If word count is your only yardstick, then it becomes stupendously easy to write really bad long-form. We’ve all read enough overwrought, overlong pieces to know that length is absolutely no measure of quality.

At the same time, long-form is also attached to a certain form. A lot of this sort of writing adopts a particular tone of voice: a sort of detached, flat, word-heavy sound that makes everything sound like a PBS documentary. It’s not a tone I really enjoy, so often draining the emotion from stories and filling it up instead with a sad pomposity. It’s like when you hear a great poet read their most vibrant work out loud and they choose to deliver it in a passionless, intellectual monotone.
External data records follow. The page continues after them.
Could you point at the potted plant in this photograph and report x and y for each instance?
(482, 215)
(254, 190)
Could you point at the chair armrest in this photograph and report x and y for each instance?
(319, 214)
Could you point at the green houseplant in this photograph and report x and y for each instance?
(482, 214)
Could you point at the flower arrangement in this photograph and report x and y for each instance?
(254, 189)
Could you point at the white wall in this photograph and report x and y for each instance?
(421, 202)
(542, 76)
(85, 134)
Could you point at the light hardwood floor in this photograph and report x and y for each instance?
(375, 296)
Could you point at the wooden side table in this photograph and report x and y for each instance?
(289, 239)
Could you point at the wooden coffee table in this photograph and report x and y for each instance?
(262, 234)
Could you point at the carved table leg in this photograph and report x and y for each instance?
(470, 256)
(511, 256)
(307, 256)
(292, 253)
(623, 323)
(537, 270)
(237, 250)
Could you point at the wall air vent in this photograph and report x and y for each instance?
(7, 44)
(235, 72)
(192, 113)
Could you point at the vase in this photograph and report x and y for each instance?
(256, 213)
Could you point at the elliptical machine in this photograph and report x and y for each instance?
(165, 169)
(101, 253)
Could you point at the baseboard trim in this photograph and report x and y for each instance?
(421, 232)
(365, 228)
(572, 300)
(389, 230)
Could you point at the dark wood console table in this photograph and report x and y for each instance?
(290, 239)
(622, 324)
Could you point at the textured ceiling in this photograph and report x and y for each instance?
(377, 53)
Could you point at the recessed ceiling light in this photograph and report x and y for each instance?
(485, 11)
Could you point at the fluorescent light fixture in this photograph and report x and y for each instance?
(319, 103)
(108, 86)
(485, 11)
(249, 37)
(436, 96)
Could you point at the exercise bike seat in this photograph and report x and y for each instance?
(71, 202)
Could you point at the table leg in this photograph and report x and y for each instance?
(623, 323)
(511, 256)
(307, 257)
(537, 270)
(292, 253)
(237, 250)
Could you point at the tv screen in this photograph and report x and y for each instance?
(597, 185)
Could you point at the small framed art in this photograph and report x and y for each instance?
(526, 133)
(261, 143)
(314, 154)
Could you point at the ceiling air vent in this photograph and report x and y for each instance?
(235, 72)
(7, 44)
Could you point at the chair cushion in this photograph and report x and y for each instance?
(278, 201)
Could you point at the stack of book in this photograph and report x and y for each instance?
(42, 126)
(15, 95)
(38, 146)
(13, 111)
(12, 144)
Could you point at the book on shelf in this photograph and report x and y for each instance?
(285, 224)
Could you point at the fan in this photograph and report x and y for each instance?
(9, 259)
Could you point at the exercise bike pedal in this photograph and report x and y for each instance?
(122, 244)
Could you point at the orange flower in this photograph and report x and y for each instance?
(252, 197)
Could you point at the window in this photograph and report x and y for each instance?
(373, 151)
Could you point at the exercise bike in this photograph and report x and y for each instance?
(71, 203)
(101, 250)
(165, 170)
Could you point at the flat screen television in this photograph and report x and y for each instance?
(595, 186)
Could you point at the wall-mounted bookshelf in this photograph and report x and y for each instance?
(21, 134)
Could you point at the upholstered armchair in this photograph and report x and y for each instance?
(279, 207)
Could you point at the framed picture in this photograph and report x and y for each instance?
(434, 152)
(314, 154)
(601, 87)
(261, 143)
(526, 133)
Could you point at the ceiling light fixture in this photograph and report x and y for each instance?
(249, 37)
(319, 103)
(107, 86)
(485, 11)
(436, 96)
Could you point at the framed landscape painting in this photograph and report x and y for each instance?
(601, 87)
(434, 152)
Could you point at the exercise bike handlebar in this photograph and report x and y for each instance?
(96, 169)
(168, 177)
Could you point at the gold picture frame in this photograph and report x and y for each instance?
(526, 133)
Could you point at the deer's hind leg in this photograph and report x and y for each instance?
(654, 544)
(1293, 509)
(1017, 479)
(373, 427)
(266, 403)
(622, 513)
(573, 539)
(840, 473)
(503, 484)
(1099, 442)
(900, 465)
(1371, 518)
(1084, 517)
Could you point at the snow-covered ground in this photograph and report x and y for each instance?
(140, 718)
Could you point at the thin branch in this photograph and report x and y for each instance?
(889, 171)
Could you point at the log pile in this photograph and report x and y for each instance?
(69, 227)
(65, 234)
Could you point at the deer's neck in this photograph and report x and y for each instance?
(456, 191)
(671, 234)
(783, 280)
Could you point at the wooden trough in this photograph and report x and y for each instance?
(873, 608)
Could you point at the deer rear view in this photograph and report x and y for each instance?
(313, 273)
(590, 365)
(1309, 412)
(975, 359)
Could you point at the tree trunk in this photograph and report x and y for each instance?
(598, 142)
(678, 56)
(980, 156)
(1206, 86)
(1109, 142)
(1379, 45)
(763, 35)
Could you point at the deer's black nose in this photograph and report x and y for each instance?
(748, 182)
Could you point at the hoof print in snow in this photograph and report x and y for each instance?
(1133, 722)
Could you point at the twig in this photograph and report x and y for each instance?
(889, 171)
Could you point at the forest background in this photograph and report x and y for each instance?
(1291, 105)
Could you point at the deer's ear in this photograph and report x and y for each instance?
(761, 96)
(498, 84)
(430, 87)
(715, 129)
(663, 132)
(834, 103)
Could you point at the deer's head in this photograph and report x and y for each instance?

The way I see it, though, long-form is not about length or form, but about a mindset. Both the author and the reader come together with one ambition: to weave a story that sucks everybody right in and doesn’t let go until it’s finished. The best long-form is bewitching, captivating and deep — regardless of how long it takes you to get to the end. I’ve read pieces just a few hundred words long that feel more like long-form than others that ramble into the thousands.